Once again Commissioner Bud Selig is slowly slipping on the black hood, and casually pulling out the recently sharpened axe. He's looking for fresh meat to lay on the chopping block.

The Minnesota Twins were granted a reprieve from their execution, and will exist in 2003 thanks to a lawsuit, filed by the commission that governs the Metrodome. But just because they narrowly avoided Bud's noose, doesn't mean there won't be a hanging.

Faithfully married to the concept of contraction, Commissioner Selig is now looking for a second team to join the Montreal Expos in oblivion next season. The most likely target is the Tampa Bay Devil Rays.
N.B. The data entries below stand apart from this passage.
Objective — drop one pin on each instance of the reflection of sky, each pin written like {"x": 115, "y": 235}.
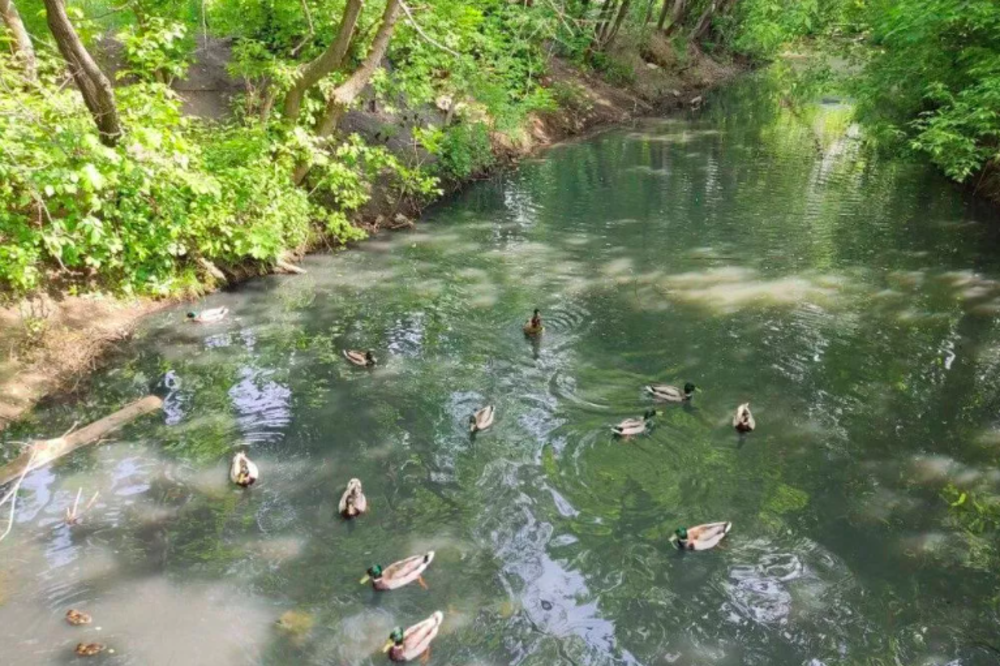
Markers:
{"x": 405, "y": 337}
{"x": 555, "y": 597}
{"x": 263, "y": 406}
{"x": 173, "y": 402}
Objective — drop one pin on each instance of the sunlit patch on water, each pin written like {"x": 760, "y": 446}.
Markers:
{"x": 732, "y": 288}
{"x": 851, "y": 302}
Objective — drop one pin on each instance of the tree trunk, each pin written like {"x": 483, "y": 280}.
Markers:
{"x": 344, "y": 95}
{"x": 622, "y": 13}
{"x": 676, "y": 15}
{"x": 607, "y": 13}
{"x": 326, "y": 62}
{"x": 47, "y": 450}
{"x": 23, "y": 49}
{"x": 663, "y": 15}
{"x": 95, "y": 87}
{"x": 705, "y": 22}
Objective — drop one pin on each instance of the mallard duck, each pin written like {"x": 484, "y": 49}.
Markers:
{"x": 243, "y": 472}
{"x": 415, "y": 641}
{"x": 669, "y": 393}
{"x": 362, "y": 359}
{"x": 353, "y": 502}
{"x": 534, "y": 325}
{"x": 701, "y": 537}
{"x": 743, "y": 419}
{"x": 76, "y": 618}
{"x": 208, "y": 316}
{"x": 482, "y": 419}
{"x": 400, "y": 573}
{"x": 630, "y": 427}
{"x": 88, "y": 649}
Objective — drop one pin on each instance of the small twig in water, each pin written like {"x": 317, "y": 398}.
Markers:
{"x": 71, "y": 429}
{"x": 12, "y": 495}
{"x": 72, "y": 515}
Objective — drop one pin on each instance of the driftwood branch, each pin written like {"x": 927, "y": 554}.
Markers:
{"x": 12, "y": 496}
{"x": 42, "y": 452}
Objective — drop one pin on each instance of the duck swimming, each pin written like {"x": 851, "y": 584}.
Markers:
{"x": 76, "y": 618}
{"x": 415, "y": 641}
{"x": 243, "y": 472}
{"x": 630, "y": 427}
{"x": 743, "y": 420}
{"x": 353, "y": 502}
{"x": 482, "y": 419}
{"x": 362, "y": 359}
{"x": 534, "y": 325}
{"x": 208, "y": 316}
{"x": 669, "y": 393}
{"x": 400, "y": 573}
{"x": 701, "y": 537}
{"x": 88, "y": 649}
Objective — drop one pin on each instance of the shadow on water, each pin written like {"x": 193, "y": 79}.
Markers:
{"x": 854, "y": 299}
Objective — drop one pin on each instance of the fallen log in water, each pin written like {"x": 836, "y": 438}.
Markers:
{"x": 43, "y": 451}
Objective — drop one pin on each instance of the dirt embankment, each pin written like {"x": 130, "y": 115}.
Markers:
{"x": 48, "y": 343}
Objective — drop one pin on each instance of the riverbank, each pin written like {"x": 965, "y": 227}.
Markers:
{"x": 49, "y": 342}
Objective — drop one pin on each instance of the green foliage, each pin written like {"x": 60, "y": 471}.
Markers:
{"x": 615, "y": 71}
{"x": 132, "y": 218}
{"x": 973, "y": 513}
{"x": 158, "y": 50}
{"x": 931, "y": 80}
{"x": 464, "y": 151}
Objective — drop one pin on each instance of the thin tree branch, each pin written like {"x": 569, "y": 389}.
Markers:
{"x": 420, "y": 31}
{"x": 312, "y": 29}
{"x": 12, "y": 495}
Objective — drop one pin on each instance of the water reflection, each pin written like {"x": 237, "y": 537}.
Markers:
{"x": 761, "y": 257}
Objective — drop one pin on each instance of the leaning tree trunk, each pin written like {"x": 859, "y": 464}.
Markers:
{"x": 23, "y": 49}
{"x": 95, "y": 87}
{"x": 663, "y": 15}
{"x": 344, "y": 95}
{"x": 328, "y": 61}
{"x": 622, "y": 13}
{"x": 705, "y": 22}
{"x": 649, "y": 12}
{"x": 676, "y": 15}
{"x": 607, "y": 13}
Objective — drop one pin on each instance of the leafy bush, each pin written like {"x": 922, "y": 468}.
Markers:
{"x": 615, "y": 71}
{"x": 465, "y": 150}
{"x": 932, "y": 81}
{"x": 158, "y": 50}
{"x": 136, "y": 217}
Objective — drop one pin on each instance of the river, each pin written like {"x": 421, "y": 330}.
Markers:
{"x": 854, "y": 301}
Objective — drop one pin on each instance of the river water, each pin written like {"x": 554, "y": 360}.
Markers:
{"x": 752, "y": 251}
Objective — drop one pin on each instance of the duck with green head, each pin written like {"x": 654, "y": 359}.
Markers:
{"x": 743, "y": 420}
{"x": 362, "y": 359}
{"x": 208, "y": 316}
{"x": 670, "y": 393}
{"x": 701, "y": 537}
{"x": 400, "y": 573}
{"x": 631, "y": 427}
{"x": 534, "y": 325}
{"x": 353, "y": 502}
{"x": 415, "y": 641}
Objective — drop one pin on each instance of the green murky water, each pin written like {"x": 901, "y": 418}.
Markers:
{"x": 748, "y": 250}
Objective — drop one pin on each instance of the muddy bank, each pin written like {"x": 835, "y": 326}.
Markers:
{"x": 47, "y": 344}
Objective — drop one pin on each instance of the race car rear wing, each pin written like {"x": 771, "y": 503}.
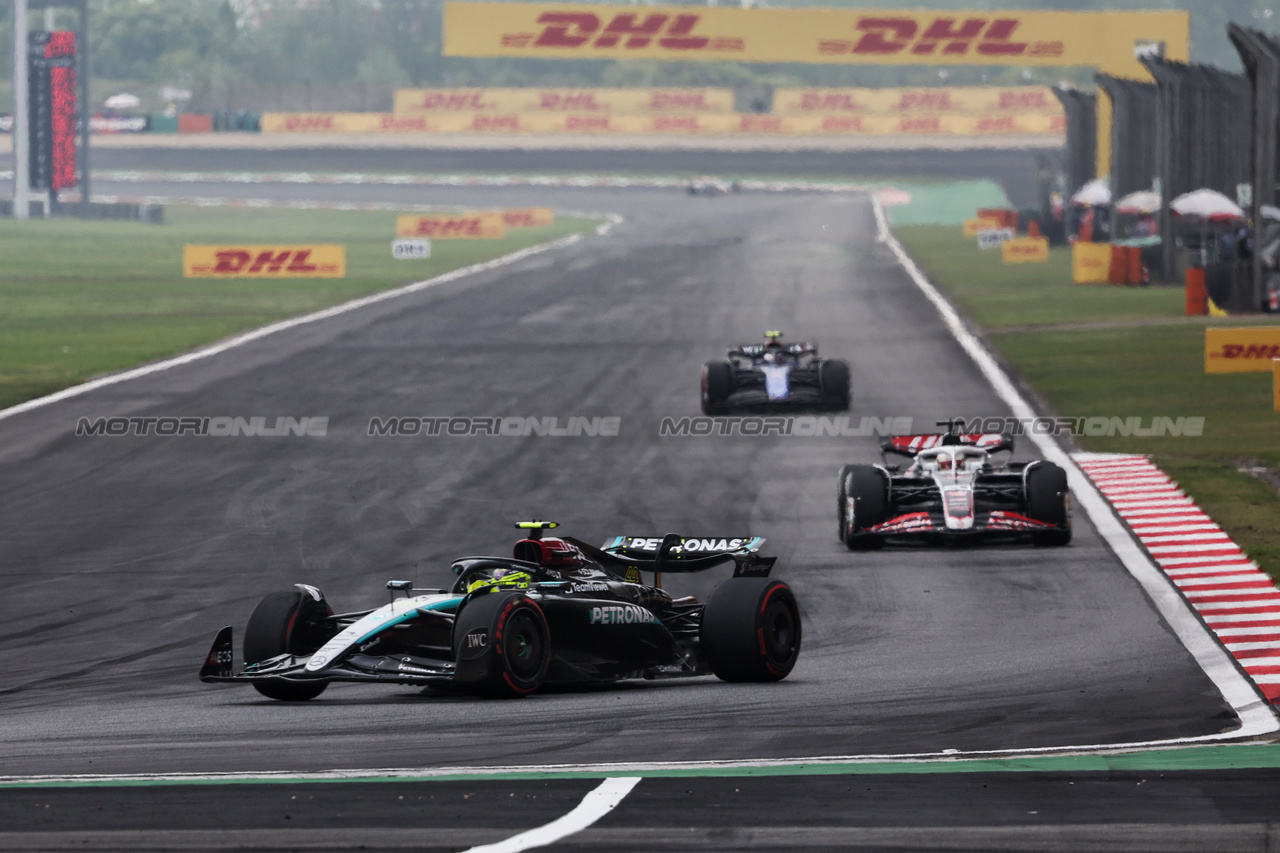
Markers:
{"x": 912, "y": 445}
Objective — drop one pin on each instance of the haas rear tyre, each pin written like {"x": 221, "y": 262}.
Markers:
{"x": 752, "y": 630}
{"x": 833, "y": 377}
{"x": 1047, "y": 498}
{"x": 717, "y": 386}
{"x": 865, "y": 503}
{"x": 286, "y": 623}
{"x": 502, "y": 646}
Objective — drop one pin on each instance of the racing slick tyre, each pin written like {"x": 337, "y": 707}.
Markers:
{"x": 750, "y": 630}
{"x": 286, "y": 623}
{"x": 863, "y": 502}
{"x": 502, "y": 646}
{"x": 717, "y": 386}
{"x": 1047, "y": 501}
{"x": 833, "y": 381}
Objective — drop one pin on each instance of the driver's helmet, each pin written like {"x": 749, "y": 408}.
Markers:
{"x": 501, "y": 579}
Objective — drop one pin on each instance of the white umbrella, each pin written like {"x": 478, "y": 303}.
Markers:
{"x": 123, "y": 101}
{"x": 1138, "y": 203}
{"x": 1206, "y": 204}
{"x": 1095, "y": 192}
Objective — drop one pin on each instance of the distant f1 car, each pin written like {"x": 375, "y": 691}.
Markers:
{"x": 952, "y": 489}
{"x": 558, "y": 611}
{"x": 760, "y": 378}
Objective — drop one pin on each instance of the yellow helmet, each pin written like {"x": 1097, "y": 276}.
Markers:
{"x": 501, "y": 579}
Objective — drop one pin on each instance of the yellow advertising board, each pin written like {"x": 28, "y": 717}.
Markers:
{"x": 617, "y": 101}
{"x": 986, "y": 100}
{"x": 812, "y": 35}
{"x": 528, "y": 217}
{"x": 469, "y": 226}
{"x": 1091, "y": 263}
{"x": 1240, "y": 350}
{"x": 264, "y": 261}
{"x": 1024, "y": 250}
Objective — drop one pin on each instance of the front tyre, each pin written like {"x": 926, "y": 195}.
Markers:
{"x": 750, "y": 630}
{"x": 286, "y": 623}
{"x": 502, "y": 646}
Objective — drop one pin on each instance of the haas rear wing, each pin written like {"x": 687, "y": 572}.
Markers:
{"x": 677, "y": 553}
{"x": 913, "y": 445}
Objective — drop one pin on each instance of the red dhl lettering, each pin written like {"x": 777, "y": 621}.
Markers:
{"x": 824, "y": 101}
{"x": 1023, "y": 100}
{"x": 924, "y": 101}
{"x": 309, "y": 123}
{"x": 677, "y": 101}
{"x": 577, "y": 101}
{"x": 496, "y": 123}
{"x": 841, "y": 123}
{"x": 631, "y": 31}
{"x": 1248, "y": 351}
{"x": 455, "y": 101}
{"x": 586, "y": 123}
{"x": 942, "y": 36}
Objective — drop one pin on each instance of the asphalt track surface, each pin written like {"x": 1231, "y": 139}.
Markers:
{"x": 122, "y": 556}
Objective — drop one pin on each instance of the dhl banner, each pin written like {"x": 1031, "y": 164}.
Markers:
{"x": 1024, "y": 250}
{"x": 982, "y": 100}
{"x": 264, "y": 261}
{"x": 469, "y": 226}
{"x": 813, "y": 35}
{"x": 1242, "y": 350}
{"x": 616, "y": 101}
{"x": 528, "y": 217}
{"x": 707, "y": 123}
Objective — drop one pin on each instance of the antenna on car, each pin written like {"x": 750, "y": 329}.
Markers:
{"x": 535, "y": 528}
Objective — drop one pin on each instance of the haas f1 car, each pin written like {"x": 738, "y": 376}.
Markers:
{"x": 951, "y": 489}
{"x": 557, "y": 611}
{"x": 771, "y": 377}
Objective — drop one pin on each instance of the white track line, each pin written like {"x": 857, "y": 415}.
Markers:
{"x": 598, "y": 803}
{"x": 1256, "y": 715}
{"x": 324, "y": 314}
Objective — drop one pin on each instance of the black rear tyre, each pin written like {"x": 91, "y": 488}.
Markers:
{"x": 833, "y": 379}
{"x": 717, "y": 386}
{"x": 1047, "y": 500}
{"x": 865, "y": 505}
{"x": 284, "y": 623}
{"x": 502, "y": 646}
{"x": 750, "y": 630}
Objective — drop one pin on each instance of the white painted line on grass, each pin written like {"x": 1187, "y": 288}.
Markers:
{"x": 594, "y": 806}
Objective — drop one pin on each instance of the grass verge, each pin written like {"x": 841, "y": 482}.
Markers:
{"x": 83, "y": 299}
{"x": 1120, "y": 351}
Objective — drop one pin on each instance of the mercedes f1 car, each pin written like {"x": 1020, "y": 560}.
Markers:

As a team which has done poorly both on the field and at the gate, all the Devil Rays have been lacking was a sign above their stadium flashing "Contract Me." But for some inexplicable reason, the powers that be decided that the Twins, a team that had won a World Championship in the '90s and is currently sitting in first place in the AL Central, was more deserving of the axe.

Maybe Jerry Reinsdorf, owner of the second place Chicago White Sox, was consulted a little too much in the original selection process.

While Tampa Bay clearly represents a better choice, one has to wonder just why Bud Selig is so committed to this idea. Instead of looking for new solutions to these teams' economic problems, the Owners' time is being spent on finding teams to fit the Commissioner's pre-determined answer. It's like deciding beforehand that the answer to a math question is four and then constantly changing the question until it fits into your arbitrary solution.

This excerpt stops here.